Contoh paling gamblang tentu saja dialami Swansea City di Liga Primer Inggris. Sepanjang musim 2016/2017, The Swans telah mengganti pelatih sebanyak tiga kali. Francesco Guidolin hanya menukangi tim tersebut sampai Oktober 2016, lalu digantikan pelatih asal Amerika Serikat, Bob Bradley. Di paruh kedua musim Bradley digantikan Paul Clement.

Hasilnya? Hingga kini Swansea masih terpuruk dan terancam terdegradasi ke Championship musim depan.
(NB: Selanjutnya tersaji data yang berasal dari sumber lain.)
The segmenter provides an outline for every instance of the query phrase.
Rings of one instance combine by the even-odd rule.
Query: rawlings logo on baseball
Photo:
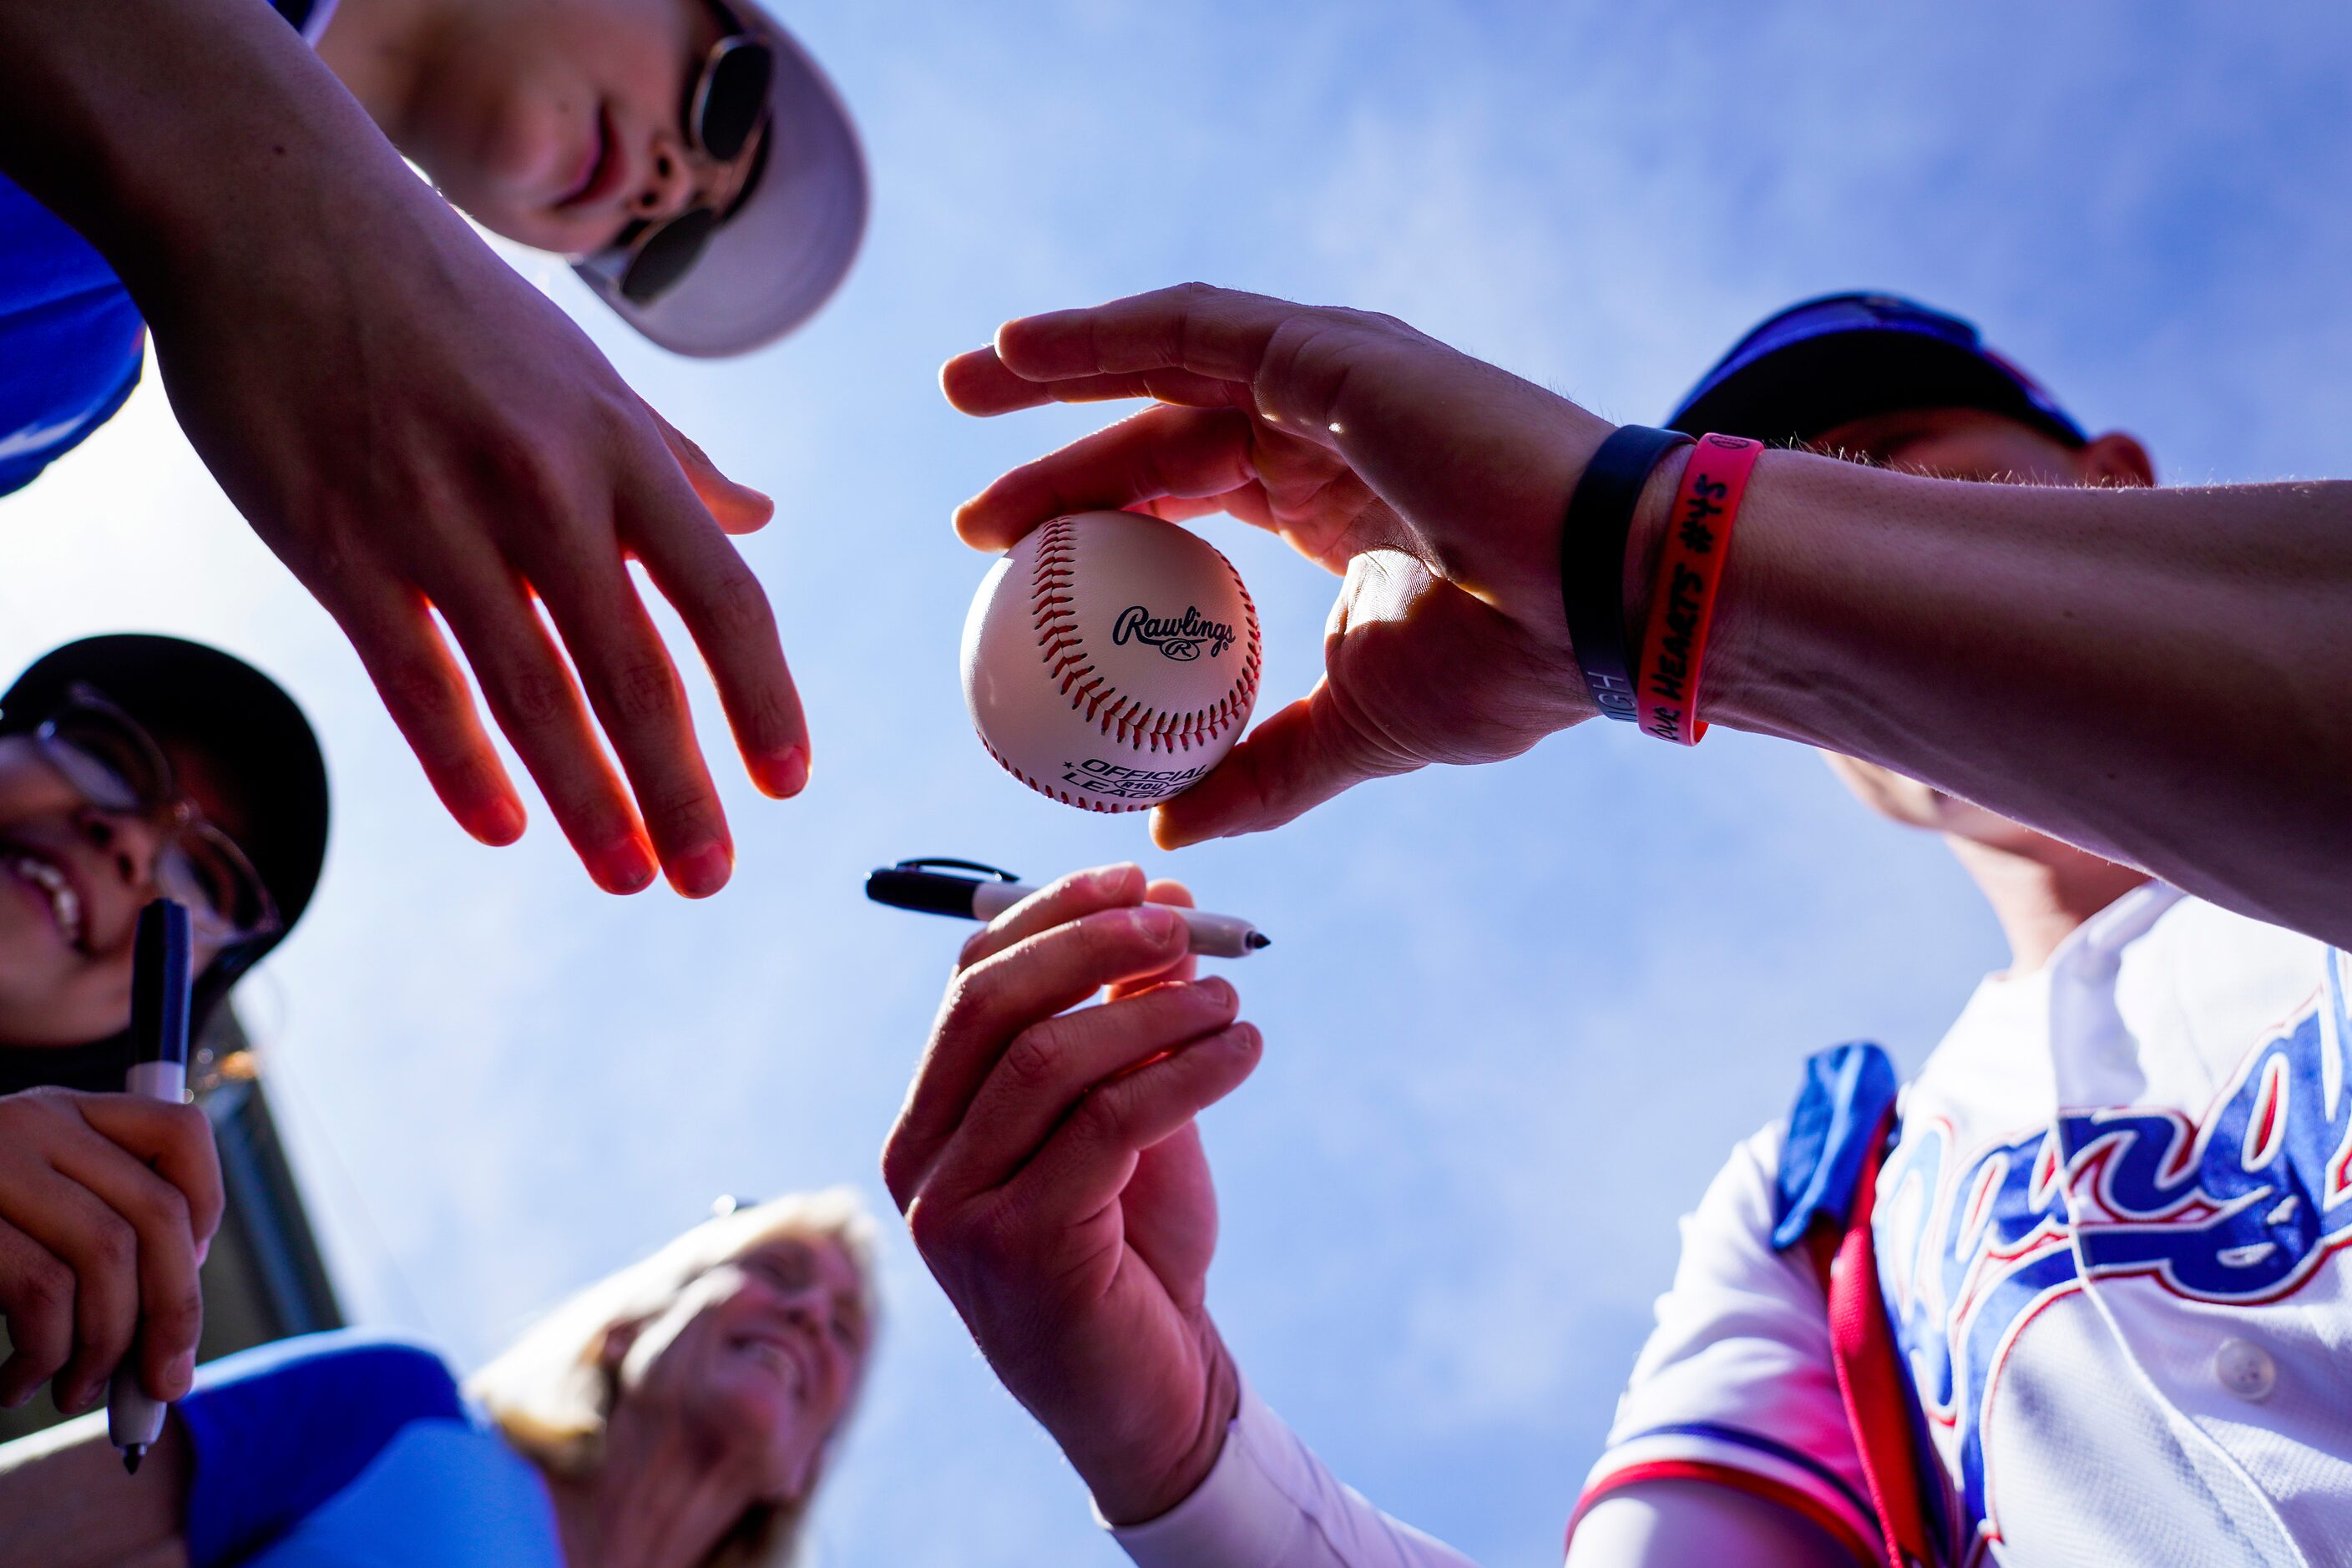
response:
[[[982,743],[1031,789],[1088,811],[1142,811],[1192,787],[1241,738],[1257,677],[1257,610],[1232,563],[1134,512],[1038,529],[991,569],[964,622]]]
[[[1174,659],[1198,658],[1201,645],[1207,643],[1209,657],[1218,658],[1234,646],[1234,628],[1223,621],[1202,620],[1197,605],[1185,605],[1184,613],[1172,621],[1153,620],[1151,612],[1141,605],[1129,605],[1111,624],[1110,640],[1124,643],[1129,638],[1156,647]]]

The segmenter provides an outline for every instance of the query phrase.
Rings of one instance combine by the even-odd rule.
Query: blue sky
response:
[[[1273,933],[1264,1066],[1211,1113],[1212,1304],[1345,1479],[1482,1562],[1557,1560],[1675,1218],[1806,1051],[1916,1061],[1998,932],[1941,848],[1814,758],[1622,727],[1374,785],[1177,856],[1030,795],[955,679],[986,565],[956,501],[1103,416],[959,418],[949,353],[1187,278],[1402,315],[1619,418],[1754,318],[1889,287],[1976,317],[2173,481],[2352,471],[2340,7],[838,0],[783,13],[861,116],[866,258],[800,338],[709,366],[520,264],[777,521],[746,554],[814,783],[726,780],[734,884],[592,891],[543,820],[440,814],[333,626],[149,385],[0,510],[0,665],[148,626],[261,662],[327,744],[302,931],[243,993],[344,1298],[472,1364],[721,1192],[849,1181],[960,939],[870,867],[1141,858]],[[1203,531],[1304,690],[1332,584]],[[690,656],[689,656],[690,657]],[[721,734],[699,673],[706,735]],[[723,742],[719,742],[723,748]],[[877,1375],[819,1511],[835,1564],[1119,1561],[895,1228]]]

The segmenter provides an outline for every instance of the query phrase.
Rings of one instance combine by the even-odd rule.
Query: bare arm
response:
[[[754,781],[793,794],[800,700],[724,537],[766,498],[640,402],[291,27],[253,0],[0,0],[0,170],[121,275],[189,439],[467,831],[509,842],[523,806],[436,612],[600,885],[727,880],[627,562],[693,633]]]
[[[1322,682],[1160,809],[1162,843],[1596,716],[1559,541],[1610,426],[1567,399],[1388,317],[1198,286],[1010,322],[942,381],[975,414],[1160,405],[965,503],[975,544],[1080,507],[1224,511],[1342,578]],[[2352,943],[2352,485],[2033,489],[1775,454],[1717,614],[1710,721]]]
[[[122,1473],[103,1412],[0,1445],[0,1541],[48,1568],[183,1568],[188,1436],[177,1420]]]
[[[1773,454],[1726,570],[1718,721],[2352,943],[2352,484],[2034,489]]]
Swansea berada di urutan ke-18, terpaut dua angka dari penghuni posisi 17, Hull City.

Meski begitu, ketergesaan tiga klub ini bisa pula mencerminkan hal sebaliknya: bahwa klub tak ingin hasil buruk berjalan terlalu lama karena mereka ingin mendapat hasil optimal di kompetisi paling bergengsi di negara ini.

Ancaman pemecatan juga dirasa pantas dialamatkan kepada coach Djanur karena ia diberkahi skuat mewah di Persib. Begitu pula tim Liga 2, Persebaya Surabaya, yang selain mengawali liga dengan buruk, pelatih bermulut besar Iwan Setiwan kini telah diskors dan didenda sebesar 100 juta rupiah akibat tindakan tidak terpujinya. Iwan mengacungkan jari tengah kepada Bonek saat bus klub meninggalkan Stadion Demang Lehman, Martapura.

Bagaimana menurut Tribes: sudah tepatkah kebijakan Bali United, PS TNI, dan Persiba memecat pelatihnya?